Quite a fall politically from should-be VP of the country, to almost getting kicked out of office by a non-politician.

You have to feel for Joe a little. Here he is, doing his best to accomplish what every pundit in America claims to want (greater inter-party cooperation, going by his morals, being willing to consider issues and take unpopular stances if that's what his conscience tells him to do), and he's the pariah of the country. Not that I agree with his choices - but that's the point - he's not letting democratic lobbyists tie his decision making.

It sort of digs, fills, and covers up the grave for true interparty cooperation that we saw in the earlier part of this century doesn't it, when the one guy who tries is put on trial for it.

I agree that Democrats face a semi-crisis right now, that we seem to be unable to assert ourselves as a legitimate party with legitimiate aims at the majority, and that Joe isn't helping matters at all with his Republican-smooching - and for that reason, even I can't really support Lieberman over Lamont. But it just feels sad to me - Lieberman will be replaced by a guy who votes the way we want him to - rain or shine - and we'll lose a (admittedly tool-ish) diplomat to the other side.

The independent thing sort of takes away Lieberman's moral highground in my view, but I don't even know that I can really blame him - and I don't think that Lieberman in the Senate as an independent would be such a bad thing (Jeffords in Vermont is doing fine after leaving the GOP). Not that I'd vote for him or anything, which I guess makes me a hypocrite. But that's the principled idealist versus the scared passionate democrat duking it out in my head.

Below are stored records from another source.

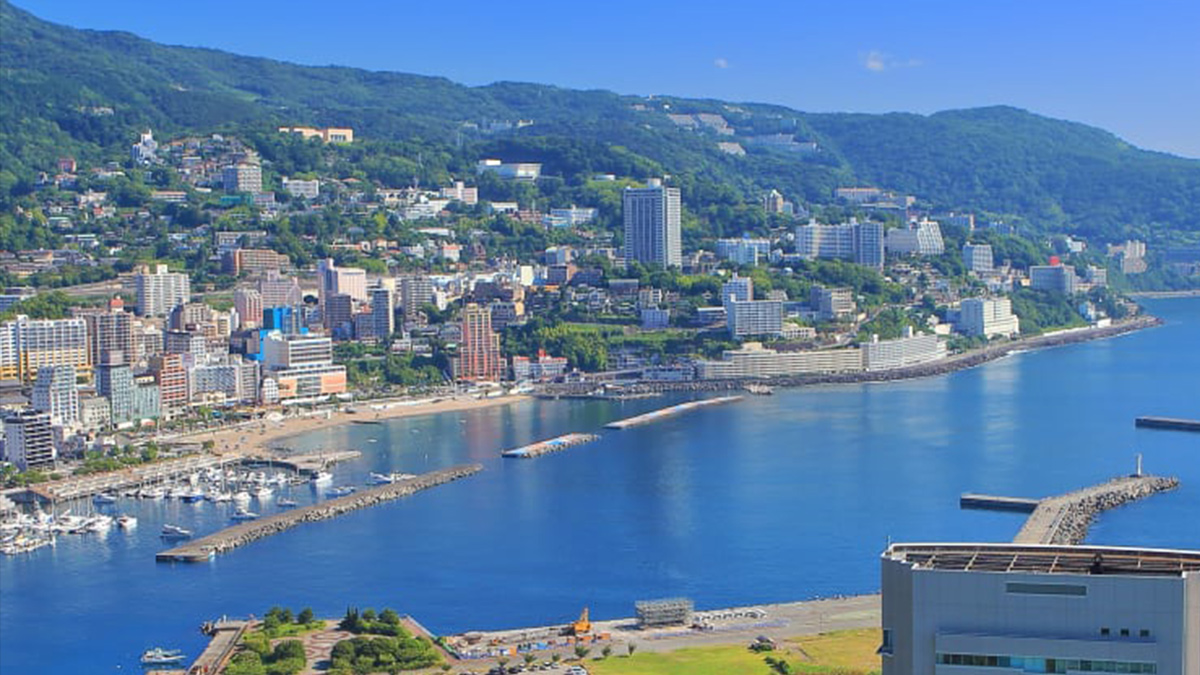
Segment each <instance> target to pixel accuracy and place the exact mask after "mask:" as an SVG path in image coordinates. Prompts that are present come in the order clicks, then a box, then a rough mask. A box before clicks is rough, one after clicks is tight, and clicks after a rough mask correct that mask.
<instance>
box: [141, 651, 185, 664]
mask: <svg viewBox="0 0 1200 675" xmlns="http://www.w3.org/2000/svg"><path fill="white" fill-rule="evenodd" d="M184 658H186V657H185V656H184V652H182V651H180V650H164V649H162V647H154V649H152V650H146V651H144V652H142V665H170V664H173V663H179V662H180V661H184Z"/></svg>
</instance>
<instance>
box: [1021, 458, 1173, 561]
mask: <svg viewBox="0 0 1200 675" xmlns="http://www.w3.org/2000/svg"><path fill="white" fill-rule="evenodd" d="M1178 484H1180V482H1178V479H1177V478H1164V477H1160V476H1142V474H1134V476H1124V477H1121V478H1115V479H1112V480H1109V482H1108V483H1103V484H1100V485H1093V486H1091V488H1084V489H1082V490H1076V491H1074V492H1068V494H1066V495H1060V496H1056V497H1048V498H1044V500H1042V501H1040V502H1038V507H1037V508H1036V509H1034V510H1033V513H1032V514H1031V515H1030V518H1028V520H1026V521H1025V526H1024V527H1021V531H1020V532H1018V534H1016V538H1014V539H1013V543H1015V544H1068V545H1074V544H1079V543H1082V540H1084V539H1085V538H1086V537H1087V530H1088V527H1091V525H1092V520H1093V519H1094V518H1096V515H1097V514H1099V513H1102V512H1104V510H1108V509H1110V508H1116V507H1118V506H1122V504H1126V503H1128V502H1132V501H1136V500H1140V498H1142V497H1148V496H1151V495H1153V494H1157V492H1163V491H1165V490H1171V489H1174V488H1176V486H1178Z"/></svg>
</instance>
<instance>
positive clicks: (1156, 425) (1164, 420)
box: [1134, 417, 1200, 431]
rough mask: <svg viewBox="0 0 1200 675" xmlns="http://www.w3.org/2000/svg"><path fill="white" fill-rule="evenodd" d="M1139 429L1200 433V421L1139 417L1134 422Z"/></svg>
mask: <svg viewBox="0 0 1200 675" xmlns="http://www.w3.org/2000/svg"><path fill="white" fill-rule="evenodd" d="M1134 426H1136V428H1139V429H1165V430H1171V431H1200V419H1181V418H1177V417H1139V418H1138V419H1135V420H1134Z"/></svg>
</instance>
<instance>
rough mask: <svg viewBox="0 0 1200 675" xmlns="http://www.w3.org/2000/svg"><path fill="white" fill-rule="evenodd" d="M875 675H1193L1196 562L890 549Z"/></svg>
mask: <svg viewBox="0 0 1200 675" xmlns="http://www.w3.org/2000/svg"><path fill="white" fill-rule="evenodd" d="M881 562H882V585H883V640H882V641H883V644H882V645H881V647H880V653H881V655H882V659H883V675H955V674H961V675H967V674H980V675H982V674H996V675H1000V674H1008V673H1156V674H1168V673H1170V674H1180V675H1192V674H1195V673H1200V551H1172V550H1160V549H1132V548H1116V546H1067V545H1016V544H893V545H890V546H888V549H887V551H884V552H883V556H882V561H881Z"/></svg>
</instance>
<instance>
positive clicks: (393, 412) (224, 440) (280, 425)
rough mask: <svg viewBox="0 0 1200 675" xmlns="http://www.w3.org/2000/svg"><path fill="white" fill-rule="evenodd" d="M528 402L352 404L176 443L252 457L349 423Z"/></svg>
mask: <svg viewBox="0 0 1200 675" xmlns="http://www.w3.org/2000/svg"><path fill="white" fill-rule="evenodd" d="M529 399H530V396H528V395H526V394H510V395H504V396H492V398H486V399H475V398H449V399H425V400H416V401H406V400H397V399H392V400H383V401H362V402H359V404H356V405H353V404H352V405H350V406H348V407H349V408H352V410H355V412H349V411H347V410H344V408H343V410H337V411H324V412H320V413H314V414H310V416H304V417H289V418H283V419H278V420H269V419H259V420H256V422H253V423H250V424H247V425H245V426H239V428H234V429H220V430H216V431H199V432H194V434H188V435H186V436H180V437H178V440H179V441H188V442H205V441H212V443H214V447H212V452H214V453H215V454H218V455H226V454H236V455H241V456H253V455H258V454H266V453H276V452H277V450H278V448H280V442H281V441H284V440H287V438H293V437H295V436H302V435H305V434H310V432H312V431H317V430H320V429H329V428H332V426H341V425H343V424H353V423H355V422H358V423H364V422H366V423H374V422H383V420H386V419H398V418H404V417H418V416H424V414H439V413H445V412H461V411H467V410H479V408H485V407H496V406H504V405H510V404H520V402H522V401H527V400H529Z"/></svg>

Long comment - hope it adds to the discussion

Kristina said...

Well I'm glad I don't live in Conneticut and have to vote on this because I guess I'm torn. On the one hand, I agree with Greg that everyone always says that they want politicians who can work with the other side and say true to their convinctions, yet we'll call them closet Republicans when they actually do.

On the other hand, there is a difference between being a bridge builder and someone who makes their party feel like he left them high and dry. I guess when you choose the role of someone who reaches across the aisle, you have to walk a very fine line and accept a large responsbility. There are many people who have done this well, Lieberman is not one of them.

In the end, I guess voters will decide how much that 10% of time that Lieberman disagreed with the party (albeit, very public 10%) matters. If Lamont seemed like a stronger candidate I would probably support him. However, I haven't been particularly impressed from his debate and the wish-washy stances from what I've read. So right now, I'm undecided...which I guess doesn't matter since I don't get to vote anyway.